The existing setup was using Kubernetes, which historically worked pretty good for them, but not great. There were growing pains, and problems with self-managing the underlying infrastructure. The downside to running Kubernetes on your own (or self-managed), is all the underlying complexities to maintain, and this was problematic when it came to incident management. The existing workloads were running in AWS, but all being self-managed.
After careful consideration, and researching several options, I decided to utilize AWS Elastic Container Service (ECS) Fargate (I’ll call it just ‘Fargate’ from here on out, knowing you can also run Fargate on EKS). To put this more simply, unlike running Kubernetes on your own, Fargate allows you to run your software applications easily without having to manage so much on your own. Instead, Amazon manages the server infrastructure for you under the hood.
Probably the biggest factor of not recommending Kubernetes is that maintaining infrastructure at a low level, which is not a core-competency of the firm, and it didn’t make sense to maintain an overly complex system with ongoing significant operational costs with the requirements and use-cases the company had.
Why not stick with the status quo–Kubernetes and the self managed option? Because of the ongoing security and maintenance concerns. I would need to setup multiple environments to test effectively, and to do that in Kubernetes, while maintaining parity between environments is a large operational burden. I estimated that to build what was needed, and to maintain Kubernetes at the level we were looking at would have costed double than what Fargate would in operational time, and at least the same amount lost in opportunity costs where I could be automating other things for the customer. Also, there would be ongoing maintenance that would be a significant burden.
I also considered a managed version of Kubernetes. AWS and other vendors provide a managed offering, which allows for more flexibility, but ECS Fargate provides powerful simplicity. The firm’s software that needed to run didn’t require much flexibility, so my recommendation to go with Fargate were warranted, and the tradeoffs were definitely worth it for this workload.
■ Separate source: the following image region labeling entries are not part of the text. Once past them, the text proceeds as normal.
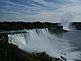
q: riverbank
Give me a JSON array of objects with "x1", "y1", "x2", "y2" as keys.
[{"x1": 0, "y1": 34, "x2": 61, "y2": 61}]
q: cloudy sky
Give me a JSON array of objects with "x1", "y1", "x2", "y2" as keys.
[{"x1": 0, "y1": 0, "x2": 81, "y2": 22}]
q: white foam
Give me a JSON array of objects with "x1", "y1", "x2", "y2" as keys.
[{"x1": 8, "y1": 29, "x2": 80, "y2": 61}]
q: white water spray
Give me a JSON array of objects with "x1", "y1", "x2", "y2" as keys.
[
  {"x1": 8, "y1": 29, "x2": 79, "y2": 61},
  {"x1": 61, "y1": 14, "x2": 73, "y2": 31}
]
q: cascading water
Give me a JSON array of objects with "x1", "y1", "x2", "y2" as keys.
[
  {"x1": 61, "y1": 14, "x2": 74, "y2": 31},
  {"x1": 8, "y1": 29, "x2": 81, "y2": 61}
]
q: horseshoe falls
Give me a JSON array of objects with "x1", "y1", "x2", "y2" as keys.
[{"x1": 8, "y1": 29, "x2": 81, "y2": 61}]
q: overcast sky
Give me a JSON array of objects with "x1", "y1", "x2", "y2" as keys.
[{"x1": 0, "y1": 0, "x2": 81, "y2": 22}]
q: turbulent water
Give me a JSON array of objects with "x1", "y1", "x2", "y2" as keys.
[{"x1": 8, "y1": 29, "x2": 81, "y2": 61}]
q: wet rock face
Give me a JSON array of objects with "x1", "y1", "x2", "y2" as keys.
[
  {"x1": 72, "y1": 22, "x2": 81, "y2": 30},
  {"x1": 0, "y1": 34, "x2": 61, "y2": 61}
]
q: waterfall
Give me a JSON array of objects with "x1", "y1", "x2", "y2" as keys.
[
  {"x1": 61, "y1": 14, "x2": 73, "y2": 31},
  {"x1": 8, "y1": 29, "x2": 80, "y2": 61}
]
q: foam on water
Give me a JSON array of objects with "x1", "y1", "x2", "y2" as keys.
[{"x1": 8, "y1": 29, "x2": 80, "y2": 61}]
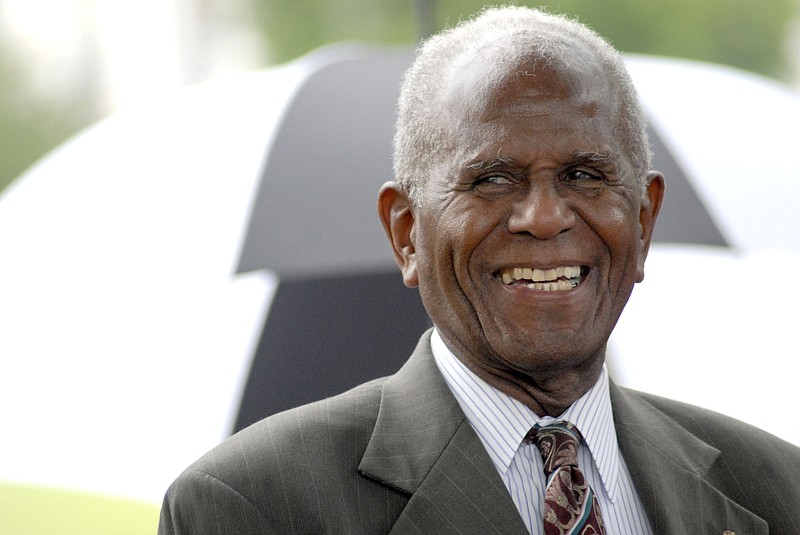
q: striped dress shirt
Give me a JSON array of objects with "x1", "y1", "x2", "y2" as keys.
[{"x1": 431, "y1": 330, "x2": 653, "y2": 535}]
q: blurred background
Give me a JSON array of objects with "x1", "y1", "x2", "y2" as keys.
[
  {"x1": 0, "y1": 0, "x2": 800, "y2": 535},
  {"x1": 0, "y1": 0, "x2": 800, "y2": 197}
]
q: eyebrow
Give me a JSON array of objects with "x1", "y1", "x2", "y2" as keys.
[
  {"x1": 467, "y1": 153, "x2": 514, "y2": 171},
  {"x1": 572, "y1": 150, "x2": 618, "y2": 164},
  {"x1": 466, "y1": 150, "x2": 618, "y2": 171}
]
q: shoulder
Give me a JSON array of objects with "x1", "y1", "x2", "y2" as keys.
[
  {"x1": 162, "y1": 379, "x2": 407, "y2": 533},
  {"x1": 620, "y1": 387, "x2": 800, "y2": 454},
  {"x1": 194, "y1": 379, "x2": 384, "y2": 479}
]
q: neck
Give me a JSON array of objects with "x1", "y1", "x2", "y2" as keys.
[{"x1": 444, "y1": 332, "x2": 605, "y2": 417}]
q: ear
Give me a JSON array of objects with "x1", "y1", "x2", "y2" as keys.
[
  {"x1": 378, "y1": 182, "x2": 418, "y2": 288},
  {"x1": 636, "y1": 171, "x2": 665, "y2": 282}
]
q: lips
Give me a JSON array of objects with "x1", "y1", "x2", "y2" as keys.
[{"x1": 499, "y1": 266, "x2": 589, "y2": 292}]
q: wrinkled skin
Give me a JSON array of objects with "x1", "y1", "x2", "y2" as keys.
[{"x1": 379, "y1": 50, "x2": 664, "y2": 416}]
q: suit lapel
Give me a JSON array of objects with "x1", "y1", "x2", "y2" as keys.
[
  {"x1": 359, "y1": 331, "x2": 527, "y2": 534},
  {"x1": 611, "y1": 383, "x2": 769, "y2": 535}
]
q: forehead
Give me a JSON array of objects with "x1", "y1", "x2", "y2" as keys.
[
  {"x1": 439, "y1": 50, "x2": 625, "y2": 166},
  {"x1": 442, "y1": 45, "x2": 618, "y2": 123}
]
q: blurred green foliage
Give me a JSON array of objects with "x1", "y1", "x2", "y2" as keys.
[
  {"x1": 253, "y1": 0, "x2": 797, "y2": 78},
  {"x1": 0, "y1": 0, "x2": 798, "y2": 197}
]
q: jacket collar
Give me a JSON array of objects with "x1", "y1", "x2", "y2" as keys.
[{"x1": 359, "y1": 331, "x2": 527, "y2": 535}]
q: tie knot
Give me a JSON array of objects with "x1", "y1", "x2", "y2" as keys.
[{"x1": 528, "y1": 422, "x2": 583, "y2": 475}]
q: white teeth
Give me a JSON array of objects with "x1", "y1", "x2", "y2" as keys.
[{"x1": 501, "y1": 266, "x2": 581, "y2": 292}]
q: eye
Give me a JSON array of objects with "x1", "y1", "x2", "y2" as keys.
[{"x1": 475, "y1": 175, "x2": 514, "y2": 186}]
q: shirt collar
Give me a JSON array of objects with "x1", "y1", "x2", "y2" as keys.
[{"x1": 431, "y1": 329, "x2": 620, "y2": 501}]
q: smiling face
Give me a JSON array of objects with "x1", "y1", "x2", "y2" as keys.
[{"x1": 381, "y1": 51, "x2": 663, "y2": 390}]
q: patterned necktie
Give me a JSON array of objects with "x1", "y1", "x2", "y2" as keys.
[{"x1": 527, "y1": 422, "x2": 605, "y2": 535}]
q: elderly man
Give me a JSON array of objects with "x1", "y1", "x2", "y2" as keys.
[{"x1": 160, "y1": 8, "x2": 800, "y2": 535}]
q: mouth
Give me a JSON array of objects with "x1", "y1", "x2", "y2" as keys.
[{"x1": 497, "y1": 266, "x2": 589, "y2": 292}]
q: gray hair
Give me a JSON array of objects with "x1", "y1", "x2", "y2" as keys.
[{"x1": 394, "y1": 6, "x2": 651, "y2": 204}]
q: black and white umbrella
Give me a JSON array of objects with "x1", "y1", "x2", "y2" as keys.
[{"x1": 0, "y1": 47, "x2": 800, "y2": 503}]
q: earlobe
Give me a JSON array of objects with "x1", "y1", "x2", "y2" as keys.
[
  {"x1": 378, "y1": 182, "x2": 418, "y2": 288},
  {"x1": 636, "y1": 171, "x2": 665, "y2": 282}
]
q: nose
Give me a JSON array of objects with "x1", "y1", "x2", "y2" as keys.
[{"x1": 508, "y1": 184, "x2": 577, "y2": 240}]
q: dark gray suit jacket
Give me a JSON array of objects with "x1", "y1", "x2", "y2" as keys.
[{"x1": 159, "y1": 332, "x2": 800, "y2": 535}]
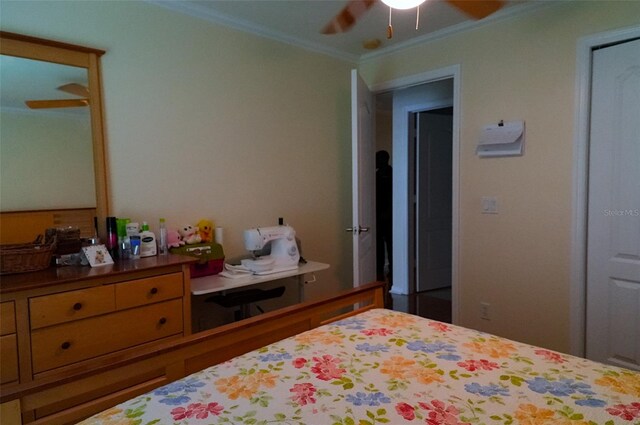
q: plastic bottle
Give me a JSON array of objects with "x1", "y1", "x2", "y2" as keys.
[
  {"x1": 158, "y1": 218, "x2": 169, "y2": 255},
  {"x1": 140, "y1": 221, "x2": 158, "y2": 257}
]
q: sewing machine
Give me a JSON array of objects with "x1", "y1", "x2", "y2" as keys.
[{"x1": 241, "y1": 226, "x2": 300, "y2": 275}]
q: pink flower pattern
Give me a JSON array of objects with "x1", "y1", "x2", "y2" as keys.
[
  {"x1": 607, "y1": 402, "x2": 640, "y2": 421},
  {"x1": 458, "y1": 359, "x2": 500, "y2": 372},
  {"x1": 289, "y1": 382, "x2": 316, "y2": 406},
  {"x1": 311, "y1": 355, "x2": 346, "y2": 381},
  {"x1": 171, "y1": 403, "x2": 224, "y2": 421},
  {"x1": 418, "y1": 400, "x2": 468, "y2": 425},
  {"x1": 82, "y1": 309, "x2": 640, "y2": 425}
]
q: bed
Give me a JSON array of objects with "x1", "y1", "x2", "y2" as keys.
[
  {"x1": 1, "y1": 283, "x2": 640, "y2": 425},
  {"x1": 82, "y1": 309, "x2": 640, "y2": 425}
]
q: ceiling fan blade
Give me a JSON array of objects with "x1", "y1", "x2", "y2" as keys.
[
  {"x1": 24, "y1": 99, "x2": 89, "y2": 109},
  {"x1": 447, "y1": 0, "x2": 505, "y2": 19},
  {"x1": 58, "y1": 83, "x2": 89, "y2": 97},
  {"x1": 321, "y1": 0, "x2": 376, "y2": 34}
]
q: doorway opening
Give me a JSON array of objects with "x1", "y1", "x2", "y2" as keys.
[{"x1": 375, "y1": 78, "x2": 457, "y2": 323}]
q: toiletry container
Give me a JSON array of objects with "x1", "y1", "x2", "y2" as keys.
[
  {"x1": 158, "y1": 218, "x2": 169, "y2": 255},
  {"x1": 140, "y1": 221, "x2": 158, "y2": 257}
]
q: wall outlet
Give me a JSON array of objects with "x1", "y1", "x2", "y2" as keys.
[
  {"x1": 480, "y1": 302, "x2": 491, "y2": 320},
  {"x1": 481, "y1": 196, "x2": 498, "y2": 214}
]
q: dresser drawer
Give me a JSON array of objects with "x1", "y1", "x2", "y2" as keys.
[
  {"x1": 0, "y1": 301, "x2": 16, "y2": 335},
  {"x1": 29, "y1": 285, "x2": 115, "y2": 329},
  {"x1": 0, "y1": 334, "x2": 18, "y2": 384},
  {"x1": 115, "y1": 273, "x2": 183, "y2": 310},
  {"x1": 31, "y1": 299, "x2": 183, "y2": 373}
]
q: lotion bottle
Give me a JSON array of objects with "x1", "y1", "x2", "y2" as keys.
[
  {"x1": 158, "y1": 218, "x2": 169, "y2": 255},
  {"x1": 140, "y1": 221, "x2": 158, "y2": 257}
]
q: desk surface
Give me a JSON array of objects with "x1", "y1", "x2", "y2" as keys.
[{"x1": 191, "y1": 261, "x2": 329, "y2": 295}]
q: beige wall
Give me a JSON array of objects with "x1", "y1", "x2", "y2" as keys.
[
  {"x1": 360, "y1": 1, "x2": 640, "y2": 351},
  {"x1": 0, "y1": 108, "x2": 96, "y2": 211},
  {"x1": 0, "y1": 1, "x2": 352, "y2": 297},
  {"x1": 0, "y1": 1, "x2": 640, "y2": 351}
]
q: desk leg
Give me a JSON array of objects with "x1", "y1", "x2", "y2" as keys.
[{"x1": 298, "y1": 274, "x2": 305, "y2": 303}]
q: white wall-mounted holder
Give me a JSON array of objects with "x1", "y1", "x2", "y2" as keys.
[{"x1": 476, "y1": 121, "x2": 524, "y2": 158}]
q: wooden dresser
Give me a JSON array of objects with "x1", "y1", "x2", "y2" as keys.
[{"x1": 0, "y1": 255, "x2": 193, "y2": 421}]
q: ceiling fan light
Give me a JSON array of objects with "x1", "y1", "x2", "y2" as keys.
[{"x1": 382, "y1": 0, "x2": 426, "y2": 9}]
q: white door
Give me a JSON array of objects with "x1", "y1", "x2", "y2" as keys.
[
  {"x1": 347, "y1": 69, "x2": 376, "y2": 286},
  {"x1": 416, "y1": 110, "x2": 453, "y2": 292},
  {"x1": 586, "y1": 40, "x2": 640, "y2": 370}
]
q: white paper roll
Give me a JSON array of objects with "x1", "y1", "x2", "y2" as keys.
[{"x1": 214, "y1": 227, "x2": 223, "y2": 245}]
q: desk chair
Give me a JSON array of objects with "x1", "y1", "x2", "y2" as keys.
[{"x1": 205, "y1": 286, "x2": 285, "y2": 321}]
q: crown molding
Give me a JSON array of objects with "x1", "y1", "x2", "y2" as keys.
[
  {"x1": 144, "y1": 0, "x2": 555, "y2": 64},
  {"x1": 358, "y1": 1, "x2": 554, "y2": 63},
  {"x1": 145, "y1": 0, "x2": 360, "y2": 63}
]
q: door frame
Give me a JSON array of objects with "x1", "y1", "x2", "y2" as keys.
[
  {"x1": 370, "y1": 64, "x2": 461, "y2": 324},
  {"x1": 569, "y1": 26, "x2": 640, "y2": 357}
]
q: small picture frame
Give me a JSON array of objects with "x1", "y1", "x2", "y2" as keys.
[{"x1": 82, "y1": 245, "x2": 113, "y2": 267}]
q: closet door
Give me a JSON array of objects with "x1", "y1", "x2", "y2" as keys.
[{"x1": 586, "y1": 40, "x2": 640, "y2": 370}]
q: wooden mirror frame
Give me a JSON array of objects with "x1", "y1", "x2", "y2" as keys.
[{"x1": 0, "y1": 31, "x2": 109, "y2": 237}]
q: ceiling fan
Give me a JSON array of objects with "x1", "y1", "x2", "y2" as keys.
[
  {"x1": 24, "y1": 83, "x2": 89, "y2": 109},
  {"x1": 321, "y1": 0, "x2": 505, "y2": 38}
]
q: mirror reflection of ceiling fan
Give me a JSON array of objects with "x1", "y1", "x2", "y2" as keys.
[
  {"x1": 322, "y1": 0, "x2": 505, "y2": 38},
  {"x1": 24, "y1": 83, "x2": 89, "y2": 109}
]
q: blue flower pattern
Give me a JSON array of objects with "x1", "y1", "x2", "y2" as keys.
[
  {"x1": 259, "y1": 353, "x2": 292, "y2": 362},
  {"x1": 346, "y1": 391, "x2": 391, "y2": 406},
  {"x1": 464, "y1": 382, "x2": 509, "y2": 397},
  {"x1": 527, "y1": 377, "x2": 595, "y2": 397},
  {"x1": 356, "y1": 342, "x2": 389, "y2": 353},
  {"x1": 334, "y1": 318, "x2": 367, "y2": 330},
  {"x1": 407, "y1": 340, "x2": 461, "y2": 361},
  {"x1": 153, "y1": 378, "x2": 205, "y2": 406}
]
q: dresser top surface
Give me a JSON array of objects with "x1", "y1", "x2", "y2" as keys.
[{"x1": 0, "y1": 254, "x2": 196, "y2": 294}]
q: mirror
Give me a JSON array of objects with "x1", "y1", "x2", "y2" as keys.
[{"x1": 0, "y1": 31, "x2": 109, "y2": 238}]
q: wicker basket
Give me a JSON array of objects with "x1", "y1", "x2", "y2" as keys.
[{"x1": 0, "y1": 243, "x2": 56, "y2": 274}]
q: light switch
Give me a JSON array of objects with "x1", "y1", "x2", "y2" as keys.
[{"x1": 482, "y1": 196, "x2": 498, "y2": 214}]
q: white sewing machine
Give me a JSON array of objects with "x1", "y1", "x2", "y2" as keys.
[{"x1": 241, "y1": 226, "x2": 300, "y2": 275}]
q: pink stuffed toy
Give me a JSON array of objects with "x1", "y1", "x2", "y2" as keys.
[
  {"x1": 167, "y1": 230, "x2": 184, "y2": 248},
  {"x1": 198, "y1": 219, "x2": 213, "y2": 243},
  {"x1": 178, "y1": 224, "x2": 202, "y2": 245}
]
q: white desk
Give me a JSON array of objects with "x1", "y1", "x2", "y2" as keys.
[{"x1": 191, "y1": 261, "x2": 329, "y2": 302}]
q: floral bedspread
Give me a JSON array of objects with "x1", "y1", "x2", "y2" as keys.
[{"x1": 83, "y1": 309, "x2": 640, "y2": 425}]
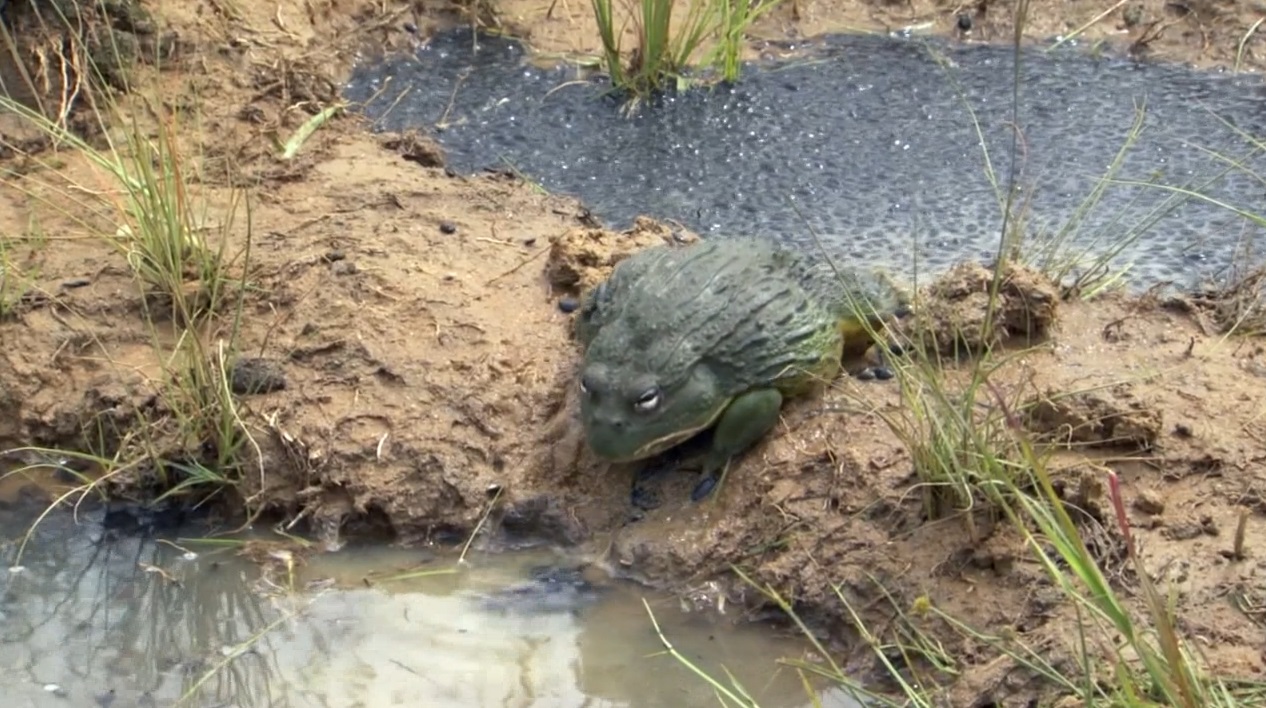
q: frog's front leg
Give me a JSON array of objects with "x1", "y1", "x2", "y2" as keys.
[{"x1": 690, "y1": 389, "x2": 782, "y2": 502}]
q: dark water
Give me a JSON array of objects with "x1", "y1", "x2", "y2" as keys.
[
  {"x1": 0, "y1": 477, "x2": 857, "y2": 708},
  {"x1": 346, "y1": 32, "x2": 1266, "y2": 291}
]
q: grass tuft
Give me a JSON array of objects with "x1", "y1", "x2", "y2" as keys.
[
  {"x1": 0, "y1": 4, "x2": 259, "y2": 521},
  {"x1": 591, "y1": 0, "x2": 782, "y2": 106}
]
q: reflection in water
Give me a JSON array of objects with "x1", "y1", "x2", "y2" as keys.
[{"x1": 0, "y1": 499, "x2": 871, "y2": 708}]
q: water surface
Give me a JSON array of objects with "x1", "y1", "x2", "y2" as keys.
[
  {"x1": 346, "y1": 30, "x2": 1266, "y2": 286},
  {"x1": 0, "y1": 483, "x2": 856, "y2": 708}
]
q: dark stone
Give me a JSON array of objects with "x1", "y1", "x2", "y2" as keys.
[{"x1": 229, "y1": 357, "x2": 286, "y2": 395}]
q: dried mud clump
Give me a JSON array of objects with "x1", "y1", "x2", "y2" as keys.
[
  {"x1": 1027, "y1": 385, "x2": 1163, "y2": 450},
  {"x1": 906, "y1": 263, "x2": 1060, "y2": 355},
  {"x1": 1163, "y1": 267, "x2": 1266, "y2": 336},
  {"x1": 379, "y1": 130, "x2": 444, "y2": 167},
  {"x1": 546, "y1": 217, "x2": 699, "y2": 294}
]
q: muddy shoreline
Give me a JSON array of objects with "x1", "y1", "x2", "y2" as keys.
[{"x1": 0, "y1": 0, "x2": 1266, "y2": 705}]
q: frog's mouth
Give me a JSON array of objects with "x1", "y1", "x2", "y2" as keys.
[{"x1": 589, "y1": 405, "x2": 725, "y2": 464}]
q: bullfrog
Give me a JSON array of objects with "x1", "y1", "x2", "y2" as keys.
[{"x1": 575, "y1": 237, "x2": 909, "y2": 502}]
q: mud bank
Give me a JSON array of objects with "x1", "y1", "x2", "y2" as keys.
[{"x1": 0, "y1": 3, "x2": 1266, "y2": 705}]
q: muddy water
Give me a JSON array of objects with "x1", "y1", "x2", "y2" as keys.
[
  {"x1": 0, "y1": 493, "x2": 857, "y2": 708},
  {"x1": 344, "y1": 32, "x2": 1266, "y2": 289}
]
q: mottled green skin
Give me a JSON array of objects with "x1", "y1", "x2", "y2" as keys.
[{"x1": 576, "y1": 238, "x2": 906, "y2": 496}]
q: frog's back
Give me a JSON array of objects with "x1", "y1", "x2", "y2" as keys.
[{"x1": 586, "y1": 239, "x2": 871, "y2": 393}]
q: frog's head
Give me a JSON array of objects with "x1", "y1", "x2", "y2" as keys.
[{"x1": 579, "y1": 353, "x2": 729, "y2": 462}]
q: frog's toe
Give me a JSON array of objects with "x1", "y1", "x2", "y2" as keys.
[
  {"x1": 629, "y1": 485, "x2": 663, "y2": 512},
  {"x1": 629, "y1": 456, "x2": 677, "y2": 512},
  {"x1": 690, "y1": 472, "x2": 720, "y2": 502}
]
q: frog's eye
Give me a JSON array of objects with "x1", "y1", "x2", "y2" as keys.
[{"x1": 633, "y1": 386, "x2": 660, "y2": 413}]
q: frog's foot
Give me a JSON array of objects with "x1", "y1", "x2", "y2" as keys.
[
  {"x1": 853, "y1": 341, "x2": 905, "y2": 381},
  {"x1": 629, "y1": 456, "x2": 679, "y2": 512},
  {"x1": 690, "y1": 465, "x2": 729, "y2": 502},
  {"x1": 690, "y1": 389, "x2": 782, "y2": 502}
]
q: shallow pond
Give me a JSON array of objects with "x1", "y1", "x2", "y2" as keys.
[{"x1": 0, "y1": 481, "x2": 857, "y2": 708}]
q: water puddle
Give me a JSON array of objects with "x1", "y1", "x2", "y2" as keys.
[
  {"x1": 344, "y1": 32, "x2": 1266, "y2": 288},
  {"x1": 0, "y1": 494, "x2": 857, "y2": 708}
]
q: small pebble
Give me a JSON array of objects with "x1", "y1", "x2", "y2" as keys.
[
  {"x1": 1134, "y1": 489, "x2": 1165, "y2": 515},
  {"x1": 329, "y1": 261, "x2": 356, "y2": 275}
]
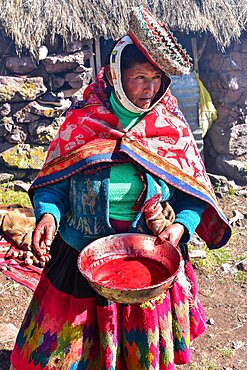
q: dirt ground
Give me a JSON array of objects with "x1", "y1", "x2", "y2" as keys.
[{"x1": 0, "y1": 190, "x2": 247, "y2": 370}]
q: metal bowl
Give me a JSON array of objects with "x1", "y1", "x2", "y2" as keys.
[{"x1": 78, "y1": 233, "x2": 182, "y2": 304}]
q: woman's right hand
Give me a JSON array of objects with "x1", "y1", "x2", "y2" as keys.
[{"x1": 33, "y1": 213, "x2": 56, "y2": 256}]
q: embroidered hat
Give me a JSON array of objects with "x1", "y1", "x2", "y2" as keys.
[{"x1": 128, "y1": 6, "x2": 192, "y2": 75}]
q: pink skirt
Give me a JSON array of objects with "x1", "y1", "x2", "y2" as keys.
[{"x1": 11, "y1": 236, "x2": 205, "y2": 370}]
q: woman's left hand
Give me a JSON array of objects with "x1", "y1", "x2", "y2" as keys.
[{"x1": 155, "y1": 223, "x2": 184, "y2": 247}]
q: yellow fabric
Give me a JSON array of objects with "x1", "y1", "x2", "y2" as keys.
[{"x1": 195, "y1": 73, "x2": 217, "y2": 137}]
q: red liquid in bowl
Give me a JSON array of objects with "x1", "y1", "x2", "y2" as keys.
[{"x1": 93, "y1": 256, "x2": 170, "y2": 289}]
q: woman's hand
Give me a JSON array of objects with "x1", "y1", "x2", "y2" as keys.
[
  {"x1": 33, "y1": 213, "x2": 56, "y2": 256},
  {"x1": 155, "y1": 223, "x2": 184, "y2": 247}
]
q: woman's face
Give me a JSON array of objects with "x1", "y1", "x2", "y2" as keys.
[{"x1": 122, "y1": 62, "x2": 162, "y2": 109}]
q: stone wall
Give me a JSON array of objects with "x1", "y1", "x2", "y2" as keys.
[
  {"x1": 200, "y1": 33, "x2": 247, "y2": 184},
  {"x1": 0, "y1": 43, "x2": 92, "y2": 181},
  {"x1": 0, "y1": 36, "x2": 247, "y2": 184}
]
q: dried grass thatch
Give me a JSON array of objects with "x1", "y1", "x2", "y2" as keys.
[
  {"x1": 0, "y1": 0, "x2": 247, "y2": 54},
  {"x1": 149, "y1": 0, "x2": 247, "y2": 48}
]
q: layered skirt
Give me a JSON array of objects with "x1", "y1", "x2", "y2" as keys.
[{"x1": 11, "y1": 235, "x2": 205, "y2": 370}]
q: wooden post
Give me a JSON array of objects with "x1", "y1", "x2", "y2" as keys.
[
  {"x1": 95, "y1": 37, "x2": 101, "y2": 73},
  {"x1": 88, "y1": 40, "x2": 95, "y2": 80},
  {"x1": 191, "y1": 37, "x2": 199, "y2": 74}
]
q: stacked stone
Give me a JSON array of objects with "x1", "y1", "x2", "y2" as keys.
[
  {"x1": 200, "y1": 34, "x2": 247, "y2": 184},
  {"x1": 0, "y1": 44, "x2": 92, "y2": 181}
]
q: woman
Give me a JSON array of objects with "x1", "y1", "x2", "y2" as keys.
[{"x1": 11, "y1": 5, "x2": 230, "y2": 370}]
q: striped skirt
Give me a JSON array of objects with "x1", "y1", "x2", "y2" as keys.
[{"x1": 11, "y1": 235, "x2": 205, "y2": 370}]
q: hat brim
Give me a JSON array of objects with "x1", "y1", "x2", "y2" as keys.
[{"x1": 128, "y1": 6, "x2": 193, "y2": 75}]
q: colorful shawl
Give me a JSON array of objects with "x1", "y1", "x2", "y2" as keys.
[{"x1": 31, "y1": 68, "x2": 231, "y2": 248}]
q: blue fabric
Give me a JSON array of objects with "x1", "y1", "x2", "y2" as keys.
[{"x1": 33, "y1": 168, "x2": 205, "y2": 251}]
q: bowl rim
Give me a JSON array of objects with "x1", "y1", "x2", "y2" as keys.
[{"x1": 77, "y1": 233, "x2": 183, "y2": 292}]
I build a Proof of Concept for Fargate in the Summer of 2019, and by that Fall, I had proven it out. The time in between was understanding how Fargate was implemented, how to get it automated, and how to integrate it with other existing services. I also migrated their CI/CD pipeline over to GitHub actions. The initial lift and learning curve took some time, but after getting a working PoC, I was able to essentially copy and paste the configuration to enable the other needed environments, and put together a good plan in place to cut over to the new infrastructure.
The result of the migration was now there was very little underlying infrastructure to maintain, and ongoing operational costs were significantly lower. All they really worry about now is updating Docker images. The CTO and I liked the setup so much, we started converting another large client of theirs. I followed up with the CTO in 2022 to see how things were going, and they have loved it. There is so little maintenance, and it has worked very well for them. I see them using it for at least 5 years, or until something even simpler comes along. This is one way how I have loved providing simple solutions to complex problems.